Until this summer.  I've enjoyed it a few times already, with a good book.  It's been pretty nice, too, as the pool continues to be empty during the day when I use it, and busy in the evenings.  That gives me plenty of time and space to walk around the pool enjoying my book.

It's been nice.  Until today. 

Today, I was literally up to my shoulders in the water, holding my book that I was reading, which was nice.  Until my hands started sweating like faucets.  Sure, it happens a lot outside of the pool (thanks to the oh-so-UGH hyperhydrosis,) but that's never happened to me in the pool before.  Ever.

I walked back in the door in tears.  My body has been particularly difficult the past few weeks.  Between unusually challenging female problems, to extreme fatigue and exhaustion, to the return of headaches, to mysterious lower back pain, I've been batting 100.  And I am not dealing with it well.  I fight with myself on a daily basis to take care of my body..... it feels like painfully hard work that I don't often want to do.  Yet, I know I've got to do it. 

My nutritionist commented the other day, "wouldn't it be awesome if everything was what it was supposed to be?!" Well, yeah.  But at this point, I'll take a one day break from the pain and exhaustion.  Maybe that will give me some more energy so I can continue working on this puzzle my body is.  Cause lately, it feels like what used to be a 100 piece puzzle has turned into a 1000 piece puzzle with no picture guidance.

Thursday, July 16, 2015

Thankful Thursdays - Year 3


Day 240 - Thursday 7/16/15 -  Nothing as good as baby snuggles while the Pup is sleeping next to me.

Day 239 - Wednesday 7/15/15 - Awesome day at work!

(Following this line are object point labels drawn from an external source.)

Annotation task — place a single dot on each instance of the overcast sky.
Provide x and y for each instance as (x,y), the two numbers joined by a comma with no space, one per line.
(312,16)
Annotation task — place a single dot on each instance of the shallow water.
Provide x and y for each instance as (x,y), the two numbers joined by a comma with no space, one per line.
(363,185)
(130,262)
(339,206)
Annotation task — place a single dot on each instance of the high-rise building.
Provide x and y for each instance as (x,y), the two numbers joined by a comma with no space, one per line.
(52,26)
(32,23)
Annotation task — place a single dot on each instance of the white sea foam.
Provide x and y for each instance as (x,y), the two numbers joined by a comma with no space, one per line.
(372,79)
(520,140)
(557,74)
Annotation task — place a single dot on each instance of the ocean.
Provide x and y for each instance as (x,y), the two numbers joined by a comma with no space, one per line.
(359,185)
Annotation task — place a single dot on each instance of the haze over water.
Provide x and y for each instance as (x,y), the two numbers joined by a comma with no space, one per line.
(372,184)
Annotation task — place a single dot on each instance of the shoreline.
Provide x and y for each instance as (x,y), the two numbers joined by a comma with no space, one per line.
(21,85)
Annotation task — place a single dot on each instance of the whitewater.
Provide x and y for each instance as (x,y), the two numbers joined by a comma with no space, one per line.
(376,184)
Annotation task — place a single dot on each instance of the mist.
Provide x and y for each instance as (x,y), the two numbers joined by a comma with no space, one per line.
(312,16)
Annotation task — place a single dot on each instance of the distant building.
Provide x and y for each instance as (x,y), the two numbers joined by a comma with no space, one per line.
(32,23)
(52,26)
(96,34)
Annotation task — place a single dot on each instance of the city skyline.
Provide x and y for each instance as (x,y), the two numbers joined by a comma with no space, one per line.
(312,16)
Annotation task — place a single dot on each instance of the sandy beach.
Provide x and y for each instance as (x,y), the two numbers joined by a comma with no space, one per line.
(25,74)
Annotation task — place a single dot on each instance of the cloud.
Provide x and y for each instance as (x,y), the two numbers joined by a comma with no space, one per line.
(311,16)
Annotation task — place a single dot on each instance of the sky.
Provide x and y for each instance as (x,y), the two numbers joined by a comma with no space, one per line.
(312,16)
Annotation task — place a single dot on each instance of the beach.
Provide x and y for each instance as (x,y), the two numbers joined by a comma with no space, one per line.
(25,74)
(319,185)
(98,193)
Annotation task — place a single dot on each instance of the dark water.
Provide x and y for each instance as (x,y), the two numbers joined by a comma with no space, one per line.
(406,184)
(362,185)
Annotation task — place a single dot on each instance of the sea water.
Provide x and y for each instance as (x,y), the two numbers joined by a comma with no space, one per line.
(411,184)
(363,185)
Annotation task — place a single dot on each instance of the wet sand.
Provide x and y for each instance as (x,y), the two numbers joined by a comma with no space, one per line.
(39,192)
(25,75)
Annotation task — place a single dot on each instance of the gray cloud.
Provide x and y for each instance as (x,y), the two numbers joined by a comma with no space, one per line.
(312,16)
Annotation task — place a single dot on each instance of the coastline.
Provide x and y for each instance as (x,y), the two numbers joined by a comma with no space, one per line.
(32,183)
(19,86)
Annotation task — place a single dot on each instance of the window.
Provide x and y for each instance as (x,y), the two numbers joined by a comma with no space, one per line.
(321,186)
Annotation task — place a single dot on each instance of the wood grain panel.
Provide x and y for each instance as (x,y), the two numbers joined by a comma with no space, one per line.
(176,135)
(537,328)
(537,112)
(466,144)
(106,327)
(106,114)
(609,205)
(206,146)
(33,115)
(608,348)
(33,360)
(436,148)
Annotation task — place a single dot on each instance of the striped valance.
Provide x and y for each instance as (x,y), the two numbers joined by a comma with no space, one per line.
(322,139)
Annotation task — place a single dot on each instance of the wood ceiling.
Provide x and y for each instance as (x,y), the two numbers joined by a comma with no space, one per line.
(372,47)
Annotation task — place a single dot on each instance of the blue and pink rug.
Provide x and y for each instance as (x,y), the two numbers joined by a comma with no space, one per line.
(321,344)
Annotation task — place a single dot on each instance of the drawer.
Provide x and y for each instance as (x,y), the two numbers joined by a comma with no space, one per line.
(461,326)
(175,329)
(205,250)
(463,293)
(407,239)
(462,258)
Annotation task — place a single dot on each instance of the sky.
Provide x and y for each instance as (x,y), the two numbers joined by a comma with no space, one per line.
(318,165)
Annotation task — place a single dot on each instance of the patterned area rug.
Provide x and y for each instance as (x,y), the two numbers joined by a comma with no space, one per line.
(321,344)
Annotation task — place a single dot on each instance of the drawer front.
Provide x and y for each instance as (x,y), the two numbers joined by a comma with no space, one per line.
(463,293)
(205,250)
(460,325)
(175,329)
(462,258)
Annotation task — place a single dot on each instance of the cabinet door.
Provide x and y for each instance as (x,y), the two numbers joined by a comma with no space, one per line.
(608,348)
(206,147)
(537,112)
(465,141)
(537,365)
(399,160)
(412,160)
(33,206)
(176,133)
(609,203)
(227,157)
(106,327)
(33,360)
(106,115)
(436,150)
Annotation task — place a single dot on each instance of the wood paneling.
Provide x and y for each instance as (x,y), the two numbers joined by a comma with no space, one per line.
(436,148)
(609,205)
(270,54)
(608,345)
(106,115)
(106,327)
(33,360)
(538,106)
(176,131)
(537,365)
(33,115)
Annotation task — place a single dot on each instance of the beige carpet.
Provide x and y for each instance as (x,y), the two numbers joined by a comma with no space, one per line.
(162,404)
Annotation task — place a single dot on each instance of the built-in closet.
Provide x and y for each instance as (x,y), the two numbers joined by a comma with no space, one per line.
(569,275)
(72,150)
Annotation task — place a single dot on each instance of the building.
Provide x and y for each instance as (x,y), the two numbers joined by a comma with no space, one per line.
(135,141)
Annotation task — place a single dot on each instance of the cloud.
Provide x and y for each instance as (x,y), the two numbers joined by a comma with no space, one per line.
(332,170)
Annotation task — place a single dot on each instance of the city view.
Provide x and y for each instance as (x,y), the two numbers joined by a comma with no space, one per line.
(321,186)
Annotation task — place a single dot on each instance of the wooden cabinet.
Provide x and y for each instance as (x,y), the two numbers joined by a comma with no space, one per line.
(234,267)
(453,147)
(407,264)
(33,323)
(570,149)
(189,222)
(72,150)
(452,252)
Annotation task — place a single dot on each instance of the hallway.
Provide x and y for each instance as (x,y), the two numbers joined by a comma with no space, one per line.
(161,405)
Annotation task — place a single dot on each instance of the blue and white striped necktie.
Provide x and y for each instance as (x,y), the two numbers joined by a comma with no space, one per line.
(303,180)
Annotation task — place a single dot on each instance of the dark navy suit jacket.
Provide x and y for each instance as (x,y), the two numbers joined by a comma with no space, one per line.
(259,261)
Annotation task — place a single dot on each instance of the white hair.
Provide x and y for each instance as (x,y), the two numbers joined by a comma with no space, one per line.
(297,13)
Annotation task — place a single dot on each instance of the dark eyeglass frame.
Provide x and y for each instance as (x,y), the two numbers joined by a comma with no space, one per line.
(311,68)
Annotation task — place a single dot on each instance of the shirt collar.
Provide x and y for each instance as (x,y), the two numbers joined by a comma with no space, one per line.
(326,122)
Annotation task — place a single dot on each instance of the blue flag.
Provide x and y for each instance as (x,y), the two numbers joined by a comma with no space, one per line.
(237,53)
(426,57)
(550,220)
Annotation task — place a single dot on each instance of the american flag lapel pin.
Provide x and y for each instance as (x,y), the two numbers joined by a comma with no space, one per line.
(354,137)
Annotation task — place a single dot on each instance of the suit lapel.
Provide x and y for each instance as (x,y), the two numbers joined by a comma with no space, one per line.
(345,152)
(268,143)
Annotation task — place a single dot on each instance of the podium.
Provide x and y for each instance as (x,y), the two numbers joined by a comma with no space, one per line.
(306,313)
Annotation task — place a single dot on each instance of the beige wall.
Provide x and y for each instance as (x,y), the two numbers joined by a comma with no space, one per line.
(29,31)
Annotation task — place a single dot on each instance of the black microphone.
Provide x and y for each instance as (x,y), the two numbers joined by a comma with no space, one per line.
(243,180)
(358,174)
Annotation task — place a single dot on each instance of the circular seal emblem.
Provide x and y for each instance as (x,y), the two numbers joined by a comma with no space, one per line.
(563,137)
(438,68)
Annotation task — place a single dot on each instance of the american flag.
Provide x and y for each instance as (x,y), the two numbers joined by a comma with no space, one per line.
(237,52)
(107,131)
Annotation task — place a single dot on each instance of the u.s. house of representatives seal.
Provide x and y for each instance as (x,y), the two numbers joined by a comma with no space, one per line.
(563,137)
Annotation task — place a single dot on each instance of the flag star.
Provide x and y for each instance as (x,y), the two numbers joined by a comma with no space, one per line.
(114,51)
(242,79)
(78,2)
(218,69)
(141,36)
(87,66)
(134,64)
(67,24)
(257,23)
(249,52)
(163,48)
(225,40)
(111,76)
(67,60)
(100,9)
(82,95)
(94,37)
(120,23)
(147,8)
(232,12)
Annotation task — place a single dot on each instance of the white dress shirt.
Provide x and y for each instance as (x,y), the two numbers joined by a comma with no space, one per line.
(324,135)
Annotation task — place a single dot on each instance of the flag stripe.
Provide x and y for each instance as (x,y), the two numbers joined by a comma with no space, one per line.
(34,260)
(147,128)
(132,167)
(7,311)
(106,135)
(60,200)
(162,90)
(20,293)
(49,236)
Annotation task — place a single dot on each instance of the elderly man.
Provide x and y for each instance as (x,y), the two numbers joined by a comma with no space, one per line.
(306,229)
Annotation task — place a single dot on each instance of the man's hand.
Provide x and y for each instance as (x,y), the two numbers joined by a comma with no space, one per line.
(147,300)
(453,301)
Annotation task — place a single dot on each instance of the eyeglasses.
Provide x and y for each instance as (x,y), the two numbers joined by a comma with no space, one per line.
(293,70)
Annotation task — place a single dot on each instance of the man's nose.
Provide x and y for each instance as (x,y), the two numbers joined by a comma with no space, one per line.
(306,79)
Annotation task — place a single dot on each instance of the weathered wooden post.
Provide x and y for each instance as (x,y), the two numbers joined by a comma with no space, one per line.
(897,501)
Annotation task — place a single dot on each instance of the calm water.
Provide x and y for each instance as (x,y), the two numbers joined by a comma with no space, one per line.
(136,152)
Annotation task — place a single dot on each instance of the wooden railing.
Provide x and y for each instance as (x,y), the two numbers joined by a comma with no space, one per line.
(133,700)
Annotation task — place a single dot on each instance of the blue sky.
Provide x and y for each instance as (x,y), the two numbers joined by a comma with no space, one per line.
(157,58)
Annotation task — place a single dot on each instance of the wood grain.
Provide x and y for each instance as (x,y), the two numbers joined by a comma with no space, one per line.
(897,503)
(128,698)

I still can't believe that I get to work here every day!

Day 238 - Tuesday 7/14/15 - Glad that the storms didn't hit while I was at work today.  The Pup is glad, too.

Day 237 - Monday 7/13/15 - Appreciate the teamwork used by my treatment team, their thoughtfulness, foresight, and just plain kindness feels like a much needed blanket sometimes.

Day 236 - Sunday 7/12/15 - Great brunch with my sister-in-law, who is more like a sister.  Enjoyed it so much we decided that we've got to do it more often!

Day 235 - Saturday 7/11/15 - Spent a chunk of today in the pool and it was sooooo refreshing!

Day 234 - Friday 7/10/15 - Great spontaneous lunch with a friend, productive afternoon taking a project from start to completion!